Ground Meat Jerky
- Cooking Time: 6 hours
- Servings: 6-10
- Preparation Time: 20 min
- 1 pound 454 grams ground meat cow, buffalo, venison, elk or lamb are all delicious
- 1 tsp. 4.5 grams onion powder
- 1 tsp. 4.5 grams garlic powder
- 1/8 tsp. 0.5 grams spicy powder depends on you: paprika/cayenne/chili
- 2 tbsp. 30 grams Worcestershire sauce
- 2 tbsp. 30 grams soy sauce
- 1 tbsp. 15 grams ketchup
- 1 tsp. 4.5 grams salt
- 4-5 dried apricots chopped (~ 50 grams)
- Mix everything but the meat, let sit together for 10 min. then add the ground meat. Let this mixture chill in your fridge for 1-3 hours. Remove from the fridge.

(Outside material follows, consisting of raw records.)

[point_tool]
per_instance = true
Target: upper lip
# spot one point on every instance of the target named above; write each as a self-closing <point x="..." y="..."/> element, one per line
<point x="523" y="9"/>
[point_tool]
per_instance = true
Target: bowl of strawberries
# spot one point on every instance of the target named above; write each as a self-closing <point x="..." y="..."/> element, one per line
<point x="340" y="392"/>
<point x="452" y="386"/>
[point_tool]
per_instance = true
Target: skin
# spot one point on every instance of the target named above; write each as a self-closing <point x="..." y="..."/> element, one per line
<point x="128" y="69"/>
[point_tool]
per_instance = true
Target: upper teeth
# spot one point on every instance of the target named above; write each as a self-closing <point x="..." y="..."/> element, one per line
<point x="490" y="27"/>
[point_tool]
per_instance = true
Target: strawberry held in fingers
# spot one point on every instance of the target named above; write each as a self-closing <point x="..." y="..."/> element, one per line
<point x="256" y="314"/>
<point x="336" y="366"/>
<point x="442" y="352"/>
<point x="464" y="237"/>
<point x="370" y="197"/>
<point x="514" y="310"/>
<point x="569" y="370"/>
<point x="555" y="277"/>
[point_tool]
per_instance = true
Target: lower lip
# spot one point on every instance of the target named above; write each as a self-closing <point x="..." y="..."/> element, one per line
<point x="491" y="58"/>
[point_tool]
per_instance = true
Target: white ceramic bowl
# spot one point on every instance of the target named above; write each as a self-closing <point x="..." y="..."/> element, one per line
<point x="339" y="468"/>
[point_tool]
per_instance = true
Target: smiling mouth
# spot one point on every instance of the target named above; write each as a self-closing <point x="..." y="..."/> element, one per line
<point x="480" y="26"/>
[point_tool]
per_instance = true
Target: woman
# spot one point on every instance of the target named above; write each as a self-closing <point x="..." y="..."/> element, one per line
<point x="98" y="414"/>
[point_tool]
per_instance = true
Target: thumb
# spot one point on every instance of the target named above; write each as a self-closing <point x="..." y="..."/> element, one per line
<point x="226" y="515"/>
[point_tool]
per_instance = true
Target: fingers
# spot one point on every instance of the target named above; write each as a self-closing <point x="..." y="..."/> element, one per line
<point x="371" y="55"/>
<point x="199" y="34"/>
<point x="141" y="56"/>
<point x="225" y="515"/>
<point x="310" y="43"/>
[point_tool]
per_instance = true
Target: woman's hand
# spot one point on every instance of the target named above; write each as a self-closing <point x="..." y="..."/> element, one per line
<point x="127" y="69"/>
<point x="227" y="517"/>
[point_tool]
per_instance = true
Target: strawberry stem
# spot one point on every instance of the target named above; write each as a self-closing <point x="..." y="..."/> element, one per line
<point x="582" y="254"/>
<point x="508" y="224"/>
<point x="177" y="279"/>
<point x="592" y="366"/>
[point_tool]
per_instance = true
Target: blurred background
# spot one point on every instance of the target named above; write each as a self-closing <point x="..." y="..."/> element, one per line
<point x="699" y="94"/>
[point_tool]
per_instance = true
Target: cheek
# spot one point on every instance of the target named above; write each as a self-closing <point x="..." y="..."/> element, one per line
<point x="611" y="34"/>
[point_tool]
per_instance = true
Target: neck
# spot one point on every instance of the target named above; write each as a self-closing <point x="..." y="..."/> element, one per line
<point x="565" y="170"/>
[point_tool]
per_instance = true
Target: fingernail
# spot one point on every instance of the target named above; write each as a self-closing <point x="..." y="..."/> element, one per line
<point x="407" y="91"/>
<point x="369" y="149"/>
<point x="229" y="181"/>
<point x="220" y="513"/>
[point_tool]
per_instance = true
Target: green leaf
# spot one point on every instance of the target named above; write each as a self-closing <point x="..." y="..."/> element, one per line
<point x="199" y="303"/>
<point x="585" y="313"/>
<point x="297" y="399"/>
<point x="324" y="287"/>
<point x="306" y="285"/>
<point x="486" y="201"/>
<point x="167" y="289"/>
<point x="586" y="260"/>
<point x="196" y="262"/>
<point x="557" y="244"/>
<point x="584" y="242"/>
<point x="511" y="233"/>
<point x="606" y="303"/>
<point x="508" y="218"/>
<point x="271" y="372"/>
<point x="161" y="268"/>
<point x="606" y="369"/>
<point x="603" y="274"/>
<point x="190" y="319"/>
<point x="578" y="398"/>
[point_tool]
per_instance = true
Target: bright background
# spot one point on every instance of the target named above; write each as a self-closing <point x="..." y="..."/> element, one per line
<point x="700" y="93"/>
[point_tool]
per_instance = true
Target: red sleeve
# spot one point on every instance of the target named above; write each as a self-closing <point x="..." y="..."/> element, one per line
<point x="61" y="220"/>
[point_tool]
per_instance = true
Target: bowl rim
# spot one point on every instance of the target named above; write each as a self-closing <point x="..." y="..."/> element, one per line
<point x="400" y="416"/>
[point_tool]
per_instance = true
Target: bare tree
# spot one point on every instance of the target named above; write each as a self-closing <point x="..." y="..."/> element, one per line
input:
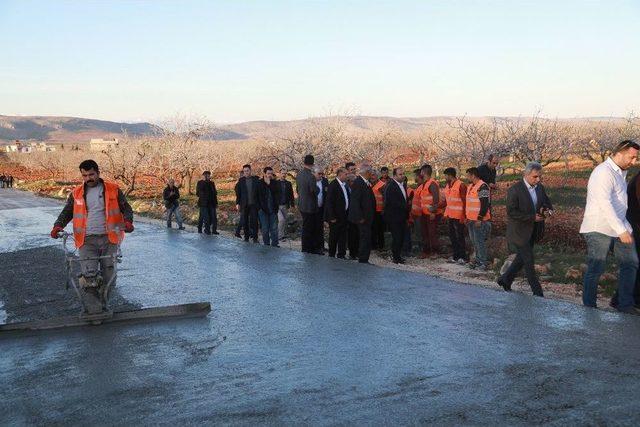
<point x="324" y="138"/>
<point x="596" y="139"/>
<point x="178" y="148"/>
<point x="537" y="139"/>
<point x="127" y="162"/>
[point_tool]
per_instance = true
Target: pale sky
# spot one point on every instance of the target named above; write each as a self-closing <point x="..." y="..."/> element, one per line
<point x="276" y="60"/>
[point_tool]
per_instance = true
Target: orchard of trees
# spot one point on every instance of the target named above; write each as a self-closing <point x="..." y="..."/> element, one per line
<point x="184" y="146"/>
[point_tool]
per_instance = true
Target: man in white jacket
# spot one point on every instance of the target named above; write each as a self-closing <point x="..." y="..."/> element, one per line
<point x="605" y="226"/>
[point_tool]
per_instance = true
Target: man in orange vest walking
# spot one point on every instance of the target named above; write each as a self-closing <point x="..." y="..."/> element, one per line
<point x="455" y="193"/>
<point x="377" y="239"/>
<point x="101" y="215"/>
<point x="478" y="214"/>
<point x="431" y="213"/>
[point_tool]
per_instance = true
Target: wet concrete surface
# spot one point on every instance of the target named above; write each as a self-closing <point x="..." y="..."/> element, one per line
<point x="303" y="339"/>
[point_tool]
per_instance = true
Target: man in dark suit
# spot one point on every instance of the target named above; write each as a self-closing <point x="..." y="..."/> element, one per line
<point x="396" y="212"/>
<point x="323" y="184"/>
<point x="527" y="207"/>
<point x="362" y="208"/>
<point x="207" y="204"/>
<point x="247" y="203"/>
<point x="308" y="205"/>
<point x="335" y="213"/>
<point x="352" y="229"/>
<point x="285" y="202"/>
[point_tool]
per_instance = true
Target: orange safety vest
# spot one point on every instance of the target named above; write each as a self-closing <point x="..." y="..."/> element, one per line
<point x="378" y="194"/>
<point x="416" y="209"/>
<point x="473" y="203"/>
<point x="427" y="198"/>
<point x="114" y="219"/>
<point x="455" y="207"/>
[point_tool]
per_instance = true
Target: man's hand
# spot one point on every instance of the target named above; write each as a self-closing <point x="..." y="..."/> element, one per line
<point x="54" y="232"/>
<point x="626" y="238"/>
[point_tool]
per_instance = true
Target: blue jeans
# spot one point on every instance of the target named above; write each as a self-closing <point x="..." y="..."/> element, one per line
<point x="479" y="237"/>
<point x="174" y="210"/>
<point x="269" y="227"/>
<point x="598" y="246"/>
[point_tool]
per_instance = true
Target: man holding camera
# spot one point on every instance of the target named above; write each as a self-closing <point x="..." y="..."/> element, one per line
<point x="527" y="207"/>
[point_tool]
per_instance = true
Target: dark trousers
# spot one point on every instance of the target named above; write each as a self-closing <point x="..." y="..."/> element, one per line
<point x="319" y="230"/>
<point x="377" y="236"/>
<point x="398" y="234"/>
<point x="456" y="235"/>
<point x="240" y="225"/>
<point x="430" y="241"/>
<point x="353" y="239"/>
<point x="524" y="259"/>
<point x="636" y="290"/>
<point x="338" y="239"/>
<point x="250" y="222"/>
<point x="364" y="241"/>
<point x="207" y="219"/>
<point x="310" y="232"/>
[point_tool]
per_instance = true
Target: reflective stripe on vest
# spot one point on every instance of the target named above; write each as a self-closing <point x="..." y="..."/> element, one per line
<point x="113" y="217"/>
<point x="455" y="207"/>
<point x="427" y="199"/>
<point x="378" y="194"/>
<point x="473" y="203"/>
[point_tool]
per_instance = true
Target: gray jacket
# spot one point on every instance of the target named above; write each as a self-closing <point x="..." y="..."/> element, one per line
<point x="67" y="212"/>
<point x="307" y="191"/>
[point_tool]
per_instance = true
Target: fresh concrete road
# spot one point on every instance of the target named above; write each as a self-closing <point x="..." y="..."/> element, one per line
<point x="303" y="339"/>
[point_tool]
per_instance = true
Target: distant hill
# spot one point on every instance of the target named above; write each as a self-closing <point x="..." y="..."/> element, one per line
<point x="79" y="130"/>
<point x="65" y="129"/>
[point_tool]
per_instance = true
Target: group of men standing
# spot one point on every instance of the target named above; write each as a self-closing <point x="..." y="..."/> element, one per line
<point x="6" y="181"/>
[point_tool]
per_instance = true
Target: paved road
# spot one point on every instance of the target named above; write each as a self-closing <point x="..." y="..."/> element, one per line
<point x="303" y="339"/>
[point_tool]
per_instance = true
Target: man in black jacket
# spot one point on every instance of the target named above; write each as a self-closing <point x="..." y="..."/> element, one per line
<point x="362" y="208"/>
<point x="207" y="202"/>
<point x="352" y="229"/>
<point x="323" y="184"/>
<point x="268" y="194"/>
<point x="335" y="213"/>
<point x="247" y="203"/>
<point x="171" y="197"/>
<point x="285" y="202"/>
<point x="487" y="170"/>
<point x="396" y="212"/>
<point x="527" y="207"/>
<point x="308" y="190"/>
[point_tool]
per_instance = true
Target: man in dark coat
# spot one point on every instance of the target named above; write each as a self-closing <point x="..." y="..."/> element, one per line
<point x="335" y="213"/>
<point x="396" y="212"/>
<point x="207" y="202"/>
<point x="268" y="193"/>
<point x="285" y="202"/>
<point x="352" y="229"/>
<point x="362" y="208"/>
<point x="527" y="207"/>
<point x="308" y="205"/>
<point x="487" y="170"/>
<point x="323" y="184"/>
<point x="246" y="190"/>
<point x="171" y="197"/>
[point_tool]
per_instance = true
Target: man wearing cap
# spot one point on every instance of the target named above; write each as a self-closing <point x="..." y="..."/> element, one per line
<point x="308" y="205"/>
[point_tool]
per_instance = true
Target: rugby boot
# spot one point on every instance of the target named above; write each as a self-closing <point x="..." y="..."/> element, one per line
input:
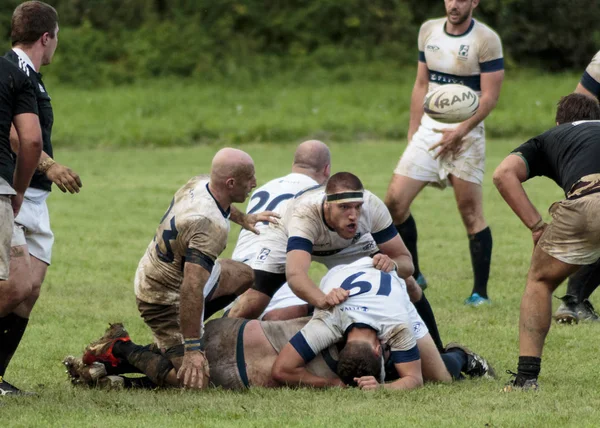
<point x="518" y="384"/>
<point x="586" y="312"/>
<point x="83" y="374"/>
<point x="475" y="300"/>
<point x="567" y="311"/>
<point x="477" y="366"/>
<point x="101" y="349"/>
<point x="111" y="382"/>
<point x="421" y="281"/>
<point x="8" y="389"/>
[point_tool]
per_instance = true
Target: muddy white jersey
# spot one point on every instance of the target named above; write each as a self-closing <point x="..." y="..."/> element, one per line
<point x="378" y="300"/>
<point x="268" y="198"/>
<point x="194" y="227"/>
<point x="304" y="224"/>
<point x="591" y="77"/>
<point x="458" y="59"/>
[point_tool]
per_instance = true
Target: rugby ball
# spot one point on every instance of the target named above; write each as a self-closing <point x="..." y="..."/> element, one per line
<point x="451" y="103"/>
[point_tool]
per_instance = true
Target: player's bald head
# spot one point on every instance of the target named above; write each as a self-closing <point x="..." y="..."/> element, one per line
<point x="231" y="163"/>
<point x="313" y="155"/>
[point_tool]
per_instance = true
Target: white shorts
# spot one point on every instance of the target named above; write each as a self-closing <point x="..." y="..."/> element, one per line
<point x="34" y="222"/>
<point x="273" y="252"/>
<point x="419" y="328"/>
<point x="283" y="298"/>
<point x="6" y="233"/>
<point x="417" y="161"/>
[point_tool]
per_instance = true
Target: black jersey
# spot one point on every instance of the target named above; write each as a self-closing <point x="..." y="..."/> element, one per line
<point x="39" y="180"/>
<point x="565" y="153"/>
<point x="16" y="97"/>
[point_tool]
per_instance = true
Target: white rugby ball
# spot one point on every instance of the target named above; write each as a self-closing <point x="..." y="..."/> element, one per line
<point x="451" y="103"/>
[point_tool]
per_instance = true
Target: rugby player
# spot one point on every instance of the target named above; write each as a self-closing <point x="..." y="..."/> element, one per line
<point x="311" y="167"/>
<point x="576" y="305"/>
<point x="377" y="315"/>
<point x="454" y="49"/>
<point x="34" y="38"/>
<point x="241" y="354"/>
<point x="568" y="154"/>
<point x="335" y="224"/>
<point x="18" y="107"/>
<point x="179" y="280"/>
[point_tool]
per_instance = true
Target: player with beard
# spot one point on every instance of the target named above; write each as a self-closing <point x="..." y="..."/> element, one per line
<point x="454" y="49"/>
<point x="335" y="224"/>
<point x="568" y="154"/>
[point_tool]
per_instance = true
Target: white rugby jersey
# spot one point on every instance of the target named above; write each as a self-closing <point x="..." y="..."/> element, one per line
<point x="378" y="300"/>
<point x="194" y="221"/>
<point x="268" y="198"/>
<point x="459" y="59"/>
<point x="591" y="76"/>
<point x="304" y="224"/>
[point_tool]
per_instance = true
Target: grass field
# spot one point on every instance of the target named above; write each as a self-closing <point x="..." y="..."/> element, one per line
<point x="369" y="106"/>
<point x="102" y="232"/>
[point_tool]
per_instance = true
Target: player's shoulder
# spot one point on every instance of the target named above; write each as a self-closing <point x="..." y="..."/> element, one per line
<point x="485" y="32"/>
<point x="432" y="25"/>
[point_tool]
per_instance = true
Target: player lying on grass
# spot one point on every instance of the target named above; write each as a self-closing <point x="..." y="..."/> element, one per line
<point x="377" y="321"/>
<point x="240" y="353"/>
<point x="568" y="154"/>
<point x="333" y="224"/>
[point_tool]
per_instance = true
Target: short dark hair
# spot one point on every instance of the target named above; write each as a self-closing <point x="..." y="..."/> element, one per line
<point x="358" y="359"/>
<point x="576" y="107"/>
<point x="31" y="20"/>
<point x="343" y="181"/>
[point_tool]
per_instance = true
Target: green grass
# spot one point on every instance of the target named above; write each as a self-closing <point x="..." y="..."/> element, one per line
<point x="102" y="232"/>
<point x="373" y="106"/>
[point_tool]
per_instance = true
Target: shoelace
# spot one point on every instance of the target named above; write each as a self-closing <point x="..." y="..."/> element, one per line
<point x="590" y="307"/>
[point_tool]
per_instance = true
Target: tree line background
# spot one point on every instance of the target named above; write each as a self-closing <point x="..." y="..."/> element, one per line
<point x="118" y="41"/>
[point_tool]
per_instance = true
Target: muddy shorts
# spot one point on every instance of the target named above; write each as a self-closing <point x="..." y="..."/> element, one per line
<point x="573" y="236"/>
<point x="224" y="345"/>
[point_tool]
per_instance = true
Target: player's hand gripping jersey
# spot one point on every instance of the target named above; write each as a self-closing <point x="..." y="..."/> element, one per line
<point x="302" y="227"/>
<point x="377" y="300"/>
<point x="194" y="229"/>
<point x="269" y="197"/>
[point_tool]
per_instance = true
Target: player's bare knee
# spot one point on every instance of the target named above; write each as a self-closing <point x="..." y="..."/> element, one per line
<point x="415" y="293"/>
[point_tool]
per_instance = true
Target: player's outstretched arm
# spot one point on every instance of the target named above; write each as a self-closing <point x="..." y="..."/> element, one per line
<point x="290" y="369"/>
<point x="194" y="368"/>
<point x="410" y="378"/>
<point x="29" y="132"/>
<point x="248" y="221"/>
<point x="296" y="271"/>
<point x="65" y="178"/>
<point x="416" y="100"/>
<point x="508" y="179"/>
<point x="398" y="253"/>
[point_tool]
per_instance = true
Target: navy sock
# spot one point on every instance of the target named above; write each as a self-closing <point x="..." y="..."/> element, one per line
<point x="455" y="361"/>
<point x="480" y="246"/>
<point x="424" y="309"/>
<point x="528" y="368"/>
<point x="12" y="328"/>
<point x="408" y="233"/>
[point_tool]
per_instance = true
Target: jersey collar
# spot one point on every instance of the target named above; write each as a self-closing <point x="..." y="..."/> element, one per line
<point x="223" y="212"/>
<point x="21" y="54"/>
<point x="459" y="35"/>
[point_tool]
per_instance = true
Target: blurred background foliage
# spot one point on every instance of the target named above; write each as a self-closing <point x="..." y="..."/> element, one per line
<point x="119" y="41"/>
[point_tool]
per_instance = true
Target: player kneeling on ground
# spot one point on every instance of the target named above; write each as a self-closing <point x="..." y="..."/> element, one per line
<point x="377" y="321"/>
<point x="179" y="280"/>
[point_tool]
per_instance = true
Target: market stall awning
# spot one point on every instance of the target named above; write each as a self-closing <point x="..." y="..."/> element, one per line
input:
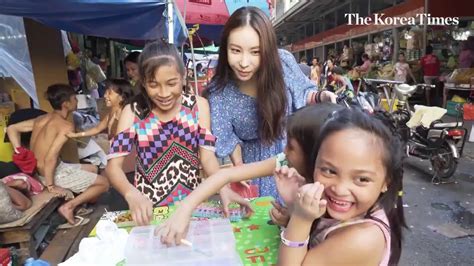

Place 1/3 of the mixture on a piece of waxed paper and press (or roll with a rolling pin) into long flat rectangles, a little less than 1 inch tall. Using a flat bladed butter knife, cut into pleasing strips (long straps are nice, but so are triangles) and dry or dehydrate. In a dehydrator it should take 6-8 hours (I leave it in overnight). In an oven, check it after 6 hours at 170 degrees.
I love to bring this hiking and keep it in my truck for food emergencies. (Getting stuck in traffic can constitute a food emergency). This is especially good for people with weak teeth or those who don’t want to floss after eating jerky. It’s economical and super yum. If you do not own a dehydrator, you can dry your jerky on a cookie sheet in the oven on its lowest possible setting.